Additionally, the module platform-test comes with the great library QuickPerf. QuickPerf is a testing library for Java to quickly evaluate and improve some performance-related properties. The QuickPerf extension is being registered by platform-test, so you don’t need to add @QuickPerfTest on your test classes.

Test-Support for JPA

The module platform-test-jpa leverages QuickPerf support by also adding support to profile SQL queries.

That way, you can write test methods like that:

@Test
@ExpectSelect(1)
fun getArtifact() {
    repositoryService.getArtifact("foo", "bar")
}

This test class will fail if the number of SQL queries being made within the body of that method is not equal to 1. Have a look at the QuickPerf website for all available annotations including configuration support.

Test-Support for Testcontainers

Embed the module platform-test-testcontainers to get support for Testcontainers via the wrapper library from playtika.

The playtika library provides wrappers for lots of containers (MariaDB, Postgres, RabbitMQ, Localstack, MinIO,…) which you have to add yourself in your Gradle scripts as shown below. You just don’t need to care about versioning, that is being done by the platform, as the BOM of Playtika is being embedded. The list of available wrapper libraries can be found here.

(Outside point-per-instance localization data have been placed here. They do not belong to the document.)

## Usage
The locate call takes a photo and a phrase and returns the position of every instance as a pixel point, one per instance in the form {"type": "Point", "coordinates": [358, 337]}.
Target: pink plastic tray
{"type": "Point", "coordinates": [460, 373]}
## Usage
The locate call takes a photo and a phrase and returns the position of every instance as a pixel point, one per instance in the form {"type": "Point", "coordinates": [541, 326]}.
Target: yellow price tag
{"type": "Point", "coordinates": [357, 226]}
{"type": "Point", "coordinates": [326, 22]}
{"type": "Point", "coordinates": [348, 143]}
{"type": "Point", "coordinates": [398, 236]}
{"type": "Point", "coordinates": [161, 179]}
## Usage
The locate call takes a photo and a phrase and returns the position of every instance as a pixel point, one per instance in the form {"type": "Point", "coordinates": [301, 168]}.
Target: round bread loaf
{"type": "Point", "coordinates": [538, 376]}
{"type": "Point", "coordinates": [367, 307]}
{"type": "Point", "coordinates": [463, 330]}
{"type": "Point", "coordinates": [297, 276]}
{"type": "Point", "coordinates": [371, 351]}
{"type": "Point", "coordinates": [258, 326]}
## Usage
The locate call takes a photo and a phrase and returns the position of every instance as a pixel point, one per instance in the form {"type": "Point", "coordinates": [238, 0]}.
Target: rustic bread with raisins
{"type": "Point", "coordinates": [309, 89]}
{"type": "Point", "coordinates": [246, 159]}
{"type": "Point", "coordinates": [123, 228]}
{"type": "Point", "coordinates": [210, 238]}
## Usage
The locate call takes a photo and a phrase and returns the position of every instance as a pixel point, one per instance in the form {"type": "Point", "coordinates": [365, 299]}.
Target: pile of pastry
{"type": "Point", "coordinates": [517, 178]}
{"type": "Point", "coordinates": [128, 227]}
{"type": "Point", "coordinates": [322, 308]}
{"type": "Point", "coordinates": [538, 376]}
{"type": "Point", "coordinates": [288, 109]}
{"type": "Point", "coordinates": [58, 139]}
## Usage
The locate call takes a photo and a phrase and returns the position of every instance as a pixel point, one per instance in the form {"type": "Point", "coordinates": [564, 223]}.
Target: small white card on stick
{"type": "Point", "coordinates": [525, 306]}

MariaDB via Testcontainers

Here is an example how to use the MariaDB testcontainer within your @SpringBootTest. First, add the dependency to platform-test-testcontainers along with embedded-mariadb:

dependencies {
    testImplementation 'io.cloudflight.platform:platform-test-testcontainers'
    testImplementation 'com.playtika.testcontainers:embedded-mariadb'
}

Then configure your Spring DataSource with the exposed properties in your application-test.yaml:

spring:
  datasource:
    url: jdbc:mariadb://${embedded.mariadb.host}:${embedded.mariadb.port}/${embedded.mariadb.schema}
    username: ${embedded.mariadb.user}
    password: ${embedded.mariadb.password}

Your test case then is as easy as to just use the test profile and start a @SpringBootTest:

@SpringBootTest
@ActiveProfiles(ApplicationContextProfiles.TEST)
class ServerIntegrationTest(
@Autowired private val personService: PersonService
) {

    @Test
    fun listPersons() {
        // your test comes here
    }
}

The underlying libraries have automatically created a MariaDB instance for you in an own container. Use Flyway or Liquibase to initialize your database just as in production.

BDD Support

The module platform-test:platform-test-bdd pulls the required libraries of JGiven to our classpath. It automatically registers the JGivenExtension on all test JUnit5 test cases, so you don’t need to add something like @ExtendsWith(JGivenExtension.class) to your test cases.

Have a look at the excellent JGiven documentation how to use the full strength of those tests. This module also ships a Kotlin extension for JGiven for better JGiven support in Kotlin.